Another popular TikTok’er calls out two brands that sell reusable products wrapped in plastic and another one that dyes their product green to convey an eco-friendly message. 

A young man on TikTok criticizes McDonald’s for tearing down one of its restaurants, built in the 1980s, to make way for a brand new, “sustainable building” with rooftop solar panels. “This McDonald’s gets me so mad. This is a textbook example of corporate greenwashing… Completely gutting and destroying a building is not sustainable, unless you perfectly find a way to recycle all the building materials which none of these (media) articles mention they’re doing.”

He then tags the chain’s TikTok account: “@McDonald’s show me the data that this was the only way.”

Frustrated consumers

Concern for the environment isn’t limited to Gen Z, of course. In a recent Adweek-Morning Consult survey, consumers of various ages expressed frustration with greenwashing campaigns. Half said that brands and agencies should share legal responsibility for misleading claims related to the environment. 
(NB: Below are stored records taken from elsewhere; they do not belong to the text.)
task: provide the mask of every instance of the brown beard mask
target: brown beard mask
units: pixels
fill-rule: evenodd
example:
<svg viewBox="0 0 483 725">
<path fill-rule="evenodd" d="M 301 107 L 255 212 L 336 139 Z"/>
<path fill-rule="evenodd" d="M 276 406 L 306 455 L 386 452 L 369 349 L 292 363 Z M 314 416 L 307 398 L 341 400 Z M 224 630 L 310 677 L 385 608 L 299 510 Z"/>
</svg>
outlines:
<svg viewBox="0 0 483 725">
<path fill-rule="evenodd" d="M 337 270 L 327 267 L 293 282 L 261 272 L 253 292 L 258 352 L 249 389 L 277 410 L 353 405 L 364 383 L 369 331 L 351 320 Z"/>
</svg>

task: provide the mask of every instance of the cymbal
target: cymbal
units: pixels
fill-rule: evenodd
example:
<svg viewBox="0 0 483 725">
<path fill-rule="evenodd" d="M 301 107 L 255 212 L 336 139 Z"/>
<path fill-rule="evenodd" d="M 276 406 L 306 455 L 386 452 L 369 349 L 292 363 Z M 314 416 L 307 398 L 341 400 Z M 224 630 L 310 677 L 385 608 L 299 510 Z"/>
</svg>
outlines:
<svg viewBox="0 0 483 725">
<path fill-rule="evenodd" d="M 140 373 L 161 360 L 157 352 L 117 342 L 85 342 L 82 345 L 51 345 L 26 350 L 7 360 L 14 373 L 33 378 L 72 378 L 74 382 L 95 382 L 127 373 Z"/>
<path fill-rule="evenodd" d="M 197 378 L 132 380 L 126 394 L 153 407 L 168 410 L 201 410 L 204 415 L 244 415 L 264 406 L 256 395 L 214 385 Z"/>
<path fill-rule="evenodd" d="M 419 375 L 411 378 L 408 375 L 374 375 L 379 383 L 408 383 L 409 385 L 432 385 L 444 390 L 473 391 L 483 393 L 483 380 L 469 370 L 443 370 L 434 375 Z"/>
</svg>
Some European countries are proactively cracking down on greenwashing. For example, a French court found Adidas guilty of misleading consumers in ads about the recycled content of its athletic shoes. The copy didn’t state whether the materials used to make the shoe are recycled or if they can be recycled and if so, how. 

Adidas was also dinged for their “End plastic waste” logo which the court said is misleading. “Buying a product made partially with recycled plastic will not put an end to plastic waste,” the court said in its ruling.

It’s likely we’ll start to see these types of cases in U.S. courts at some point. 

Meanwhile, we recommend staying the course and double-checking any sustainability claims your organization is making. Unless you can back them up, it’s better to stay clear of phrases or statements that could raise eyebrows, or worse — get you tagged in a #greenwashing post. 

A proactive step a brand can take is to focus on one specific action the organization is taking to reduce its impact on climate change, and explain it in detail. If you’re working on further initiatives to become more sustainable – it’s fine to say that. Just don’t overstate it. Building and maintaining trust with your audience has never been more important.